Corruption in Latin America: An Anti-Capitalist Critique

Brasília- DF 16-06-2016 Presidente interino, Michel Temer, durante pronunciamento a imprensa. Foto Lula Marques/Agência PT

BY RAMIRO SEBASTIÁN FÚNEZ

If you’ve ever read news about Latin America, you’ll know that one aspect of society there is almost always alluded to: corruption.

For decades, if not centuries, Global North-dominated mainstream media have perpetuated the idea that corruption in Latin America is intrinsic to its people. Most politicians in the region, according to their narrative, are dictators, or people aspiring to become dictators, who fight to maintain their grip on power at all costs.

Corporate Latin American news outlets also regurgitate this argument.

While this view reflects some aspects of reality, it completely fails to explain the root cause of corruption — not only in the region, but all over the world.

Corruption isn’t the product of evil thoughts conceived of by equally evil individuals, as this incomplete explanation puts forth. It’s the product of an inherently-corrupt capitalist economic system that leads individuals to act in evil ways.

Furthermore, corruption isn’t separate from and external to the foundations of the current world order. It’s part and parcel of it. That’s because profit, the guiding principle of the current capitalist system, is based on the exploitation of individuals.
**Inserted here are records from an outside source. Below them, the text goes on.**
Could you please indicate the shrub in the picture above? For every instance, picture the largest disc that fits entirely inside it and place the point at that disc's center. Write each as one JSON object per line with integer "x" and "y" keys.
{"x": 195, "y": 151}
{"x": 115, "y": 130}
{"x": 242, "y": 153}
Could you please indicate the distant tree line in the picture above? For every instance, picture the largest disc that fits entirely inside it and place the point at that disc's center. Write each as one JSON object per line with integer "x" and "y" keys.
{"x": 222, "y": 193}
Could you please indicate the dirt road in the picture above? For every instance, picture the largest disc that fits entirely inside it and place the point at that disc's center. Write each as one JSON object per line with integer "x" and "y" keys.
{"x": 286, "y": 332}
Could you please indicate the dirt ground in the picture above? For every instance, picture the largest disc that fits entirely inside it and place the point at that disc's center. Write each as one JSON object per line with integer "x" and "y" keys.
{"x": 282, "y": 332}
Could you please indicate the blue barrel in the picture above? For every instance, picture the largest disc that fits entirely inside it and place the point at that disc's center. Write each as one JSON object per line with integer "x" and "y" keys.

For most, one’s survival is entirely dependent on their ability to earn profit for a boss who will in turn pay them less money than they deserve. If that doesn’t work out, they’re forced to act outside of the law and commit acts of corruption in order to make money for their survival.

For the few individuals who are able to become bosses, the endless pursuit of profit, mandatory for those who want to remain wealthy, consumes their minds like a virus. Intoxicated by the powers and privileges that accompany profit, they do whatever it takes to maintain their material status, even if that means breaking the law.

Consider the following example.

If there’s one name that’s synonymous with corruption in Latin America, it’s Odebrecht.

Named after its wealthy founder Norberto Odebrecht, the Brazilian construction and engineering company is currently at the center of the region’s largest graft probe.

Odebrecht is accused of bribing politicians across Latin America in order to win work permits in their respective countries. Its company leaders have been charged with paying hundreds of millions of dollars to the campaigns of presidents, presidential candidates and ministers in at least 12 countries.

Brazilian President Michel Temer, for example, has been accused of accepting over $40 million worth of bribes from Odebrecht.

Hundreds of low-level government workers from across the region have also been implicated in the scandal for accepting bribes in exchange for silence on the matter.

The talking heads in mainstream media will have us believe that if those implicated in the scheme are simply removed, the problem will be fixed. They relegate the problem of Odebrecht’s corruption to an individual level, instead of analyzing it from a broader, systemic level.

The reality is, however, that the corruption scheme would have continued unhinged if it was carried out by people different from those currently implicated.

By the time Emilio, Norberto’s son, took the reins of the family-run company in 1991, it faced rising financial problems, such as rising contract rejections and increased competition. In order to maintain Odebrecht’s wealth and status, Emilio and his son Marcelo began “nudging” politicians across the region in order to secure the profits needed to feed their construction and engineering empire.

This meant that lower-level officials within the company were forced to comply with the bribery scheme in order to keep their jobs. It also meant that politicians and aspiring politicians alike were able to receive millions of dollars for their campaigns, allowing them to more easily secure their positions of power.

The Odebrecht scandal began not because these specific individuals woke up one day and randomly decided to break the law out of pure maliciousness. It began because elites saw their profits and power at risk and decided to break the law in order to maintain their material self interests.

Thus, their material self interests gave birth to their corrupt ideas, not the other way around. This is called a materialist understanding of reality.

This scenario, not exclusive to Odebrecht nor Brazil, plays out in most Latin American countries where capitalism is the dominant economic system.

In those countries, if you’re a worker who is not able to earn profit for your employer, you won’t last long. Meanwhile, wealthy business people and right-wing politicians become intoxicated by the drive for profit and power, moving them to endlessly accumulate more, regardless of the consequences.

This is an axiom of capitalism. And as long as capitalism remains the dominant economic system in Latin America, schemes like the one carried out by Odebrecht will continue to play out.

Ultimately, corruption is an unavoidable inevitability of capitalism.